By Hepeng Jia/Beijing, China

Despite the global financial crisis, optimism is spreading across China’s emerging photovoltaic (PV) industry.

In a report published in the newspaper China Electronics News in late April, Shi Jun, president of Shanghai-based solar energy research firm Pro-enertech, concluded China would become the first country to commercially supply photovoltaic power.

The optimism came amidst historically record losses made by Chinese PV firms. Jiangsu Province-based Suntech, the world’s largest PV product maker, reported a significant loss of US$65.9 million in the fourth quarter of 2008. 

Other Chinese PV firms - such as Jiangxi Province-based LDK and Jiangsu Province-based Solarfun - which are also listed in the United States, reported notable losses too.

Although China is the world’s largest producer of PV modules, 98 per cent of its products - equivalent to power installment capacity of 2,000 megawatts in 2008 - are for export. The dwindling demand in the international market due to the financial crisis has led to dramatic sales declines.

The main material for the PV module, polysilicon, has seen a dramatic price slump from US$400 per kilogram to US$100 per kilogram, and is expected to further drop thanks to newly added production capacity in China.



The price plummet and the reduced foreign demands could prompt China to speed plans to install PV power supplies, according to Shi.

On 24 March during the tendering process for China’s largest demonstration PV station - a 10 megawatt power station in Gansu Province - a consortium formed by Hebei Province-based Yingli Group and the State-owned SDIC Power offered a low power generation cost of 0.69 yuan (10 US cents) per kilowatt, only slightly higher than the coal-based thermal power in China. 

Two years ago, the authoritative China PV Industry Development Report predicted the PV power generation cost would decline to 3 yuan (43 US cents) per kilowatt by 2010.

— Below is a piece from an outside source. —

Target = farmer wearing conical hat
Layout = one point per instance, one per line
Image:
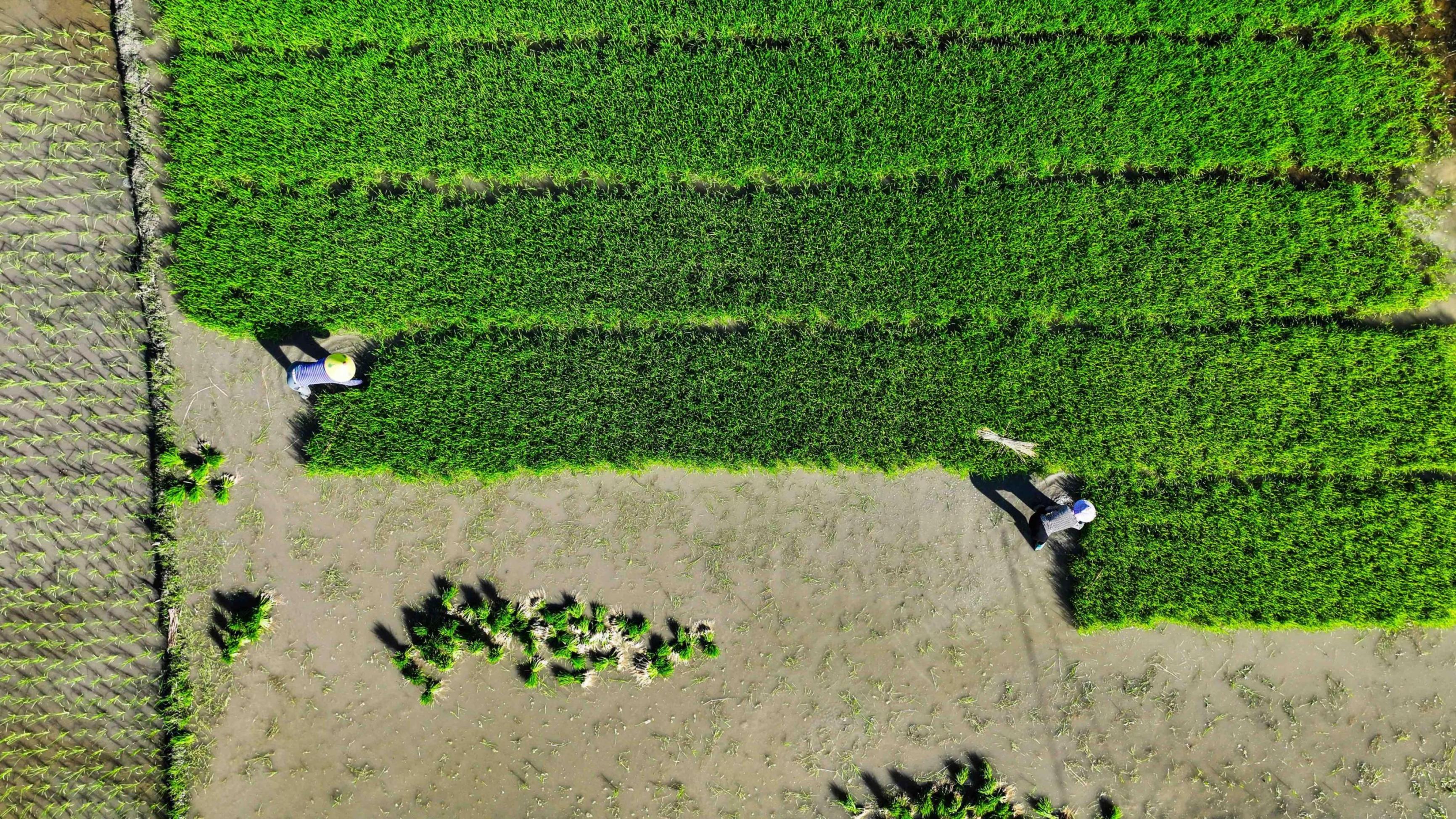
(337, 369)
(1062, 518)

’With our own production of main PV materials and the extensive measures to lower costs, Yingli is expected to realise commercial supplies of PV power soon,’ says Li Wei, communication director at Yingli.

Although the extraordinary low price offered by Yingli has aroused suspicions the industry, Shi says in terms of costs, China’s PV industry is close to commercial operation. He estimates that the average power generation costs in China could be around 1 yuan per kilowatt within a year.  

’But to realise commercial operation, the government needs to offer moderate subsidies and stipulate obligatory rules for grids to receive PV power. Technologies to store solar power to avoid weather fluctuations also need to develop,’ Shi told Chemistry World.